Intranasal Insulin Mitigates Memory Impairment and Neuroinflammation in a Mouse Model of Hippocampal Aging.
Rajasekar Nagarajan, Han Zhang, Jinrui Lyu, Maltesh Kambali, Muxiao Wang, Uwe Rudolph
Abstract
Open AccessAging is a complex process that frequently includes cognitive decline with memory loss. In the hippocampus, the number of somatostatin-positive (Sst+) GABAergic interneurons in the hilar region of the dentate gyrus decreases with age. We previously showed that selective ablation of Sst+ dentate hilar interneurons is sufficient to induce cognitive dysfunction, resulting in a model of hippocampal aging (pseudo-aged mice). Brain insulin levels and insulin receptor expression also decline with age, and intranasal insulin (INS) has shown promise in improving learning and memory in Alzheimer's disease. Here, we investigated the effects of INS in pseudo-aged mice with genetically ablated dentate hilar Sst+ interneurons, which were generated by bilateral injection of AAV5-EF1α-mCherry-flex-dtA into the dentate hilus of Sst-IRES-Cre mice (3-5 months old). Following a 3-week recovery period post-injection, INS was administered daily for 9 days.
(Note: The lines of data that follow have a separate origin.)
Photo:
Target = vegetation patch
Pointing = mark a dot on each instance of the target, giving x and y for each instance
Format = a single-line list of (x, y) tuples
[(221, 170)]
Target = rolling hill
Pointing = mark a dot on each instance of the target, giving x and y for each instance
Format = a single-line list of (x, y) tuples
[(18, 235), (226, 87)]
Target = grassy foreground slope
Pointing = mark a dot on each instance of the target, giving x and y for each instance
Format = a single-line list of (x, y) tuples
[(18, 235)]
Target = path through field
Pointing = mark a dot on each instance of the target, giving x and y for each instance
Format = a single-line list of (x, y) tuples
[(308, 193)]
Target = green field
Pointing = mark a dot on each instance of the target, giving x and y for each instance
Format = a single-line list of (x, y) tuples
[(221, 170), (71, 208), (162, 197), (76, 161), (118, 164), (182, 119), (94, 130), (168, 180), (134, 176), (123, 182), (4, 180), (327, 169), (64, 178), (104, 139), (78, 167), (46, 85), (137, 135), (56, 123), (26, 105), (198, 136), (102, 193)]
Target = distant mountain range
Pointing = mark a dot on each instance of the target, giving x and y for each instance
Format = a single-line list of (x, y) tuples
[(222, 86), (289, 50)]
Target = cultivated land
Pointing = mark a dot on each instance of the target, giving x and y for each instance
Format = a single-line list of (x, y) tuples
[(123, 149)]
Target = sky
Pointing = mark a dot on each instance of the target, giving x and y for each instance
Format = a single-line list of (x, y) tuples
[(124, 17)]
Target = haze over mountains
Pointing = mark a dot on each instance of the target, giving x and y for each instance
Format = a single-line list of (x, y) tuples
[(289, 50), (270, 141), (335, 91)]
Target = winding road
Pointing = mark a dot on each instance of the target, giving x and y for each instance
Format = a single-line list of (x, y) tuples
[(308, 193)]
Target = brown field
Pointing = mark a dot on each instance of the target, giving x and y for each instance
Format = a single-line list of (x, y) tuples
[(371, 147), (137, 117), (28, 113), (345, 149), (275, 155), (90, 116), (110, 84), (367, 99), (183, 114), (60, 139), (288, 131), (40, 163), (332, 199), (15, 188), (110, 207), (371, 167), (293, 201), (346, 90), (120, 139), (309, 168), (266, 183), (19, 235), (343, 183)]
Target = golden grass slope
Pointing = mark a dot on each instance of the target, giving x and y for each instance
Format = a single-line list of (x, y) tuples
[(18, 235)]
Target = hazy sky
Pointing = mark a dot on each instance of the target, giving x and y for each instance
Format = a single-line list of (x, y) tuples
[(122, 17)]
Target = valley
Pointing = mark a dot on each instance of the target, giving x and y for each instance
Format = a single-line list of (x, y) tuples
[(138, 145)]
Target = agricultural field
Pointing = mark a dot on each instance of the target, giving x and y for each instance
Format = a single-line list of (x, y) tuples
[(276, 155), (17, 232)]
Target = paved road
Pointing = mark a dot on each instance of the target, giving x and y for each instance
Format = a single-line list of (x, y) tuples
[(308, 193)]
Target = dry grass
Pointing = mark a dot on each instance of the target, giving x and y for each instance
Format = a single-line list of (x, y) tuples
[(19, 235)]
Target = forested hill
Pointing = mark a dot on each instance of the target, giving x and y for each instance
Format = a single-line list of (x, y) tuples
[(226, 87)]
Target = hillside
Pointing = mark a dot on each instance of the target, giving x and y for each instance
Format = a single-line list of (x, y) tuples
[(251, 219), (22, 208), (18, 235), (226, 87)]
INS treatment in pseudo-aged mice improved working memory in the Y-maze, recognition memory in the novel object recognition test, and non-declarative associative memory in trace fear conditioning. At the molecular level, INS reversed the increase in Iba-1 and pTBK1 expression, indicating attenuation of microglial activation and cGAS-STING pathway signaling, and restored hippocampal BDNF levels. No significant effects of INS were observed in control mice. These findings indicate that INS alleviates memory impairment and reduces neuroinflammation in this hippocampal aging model. Together, the results suggest that intranasal insulin may provide a non-invasive therapeutic approach for mitigating age-related cognitive decline by modulating neuroinflammatory and neurotrophic mechanisms.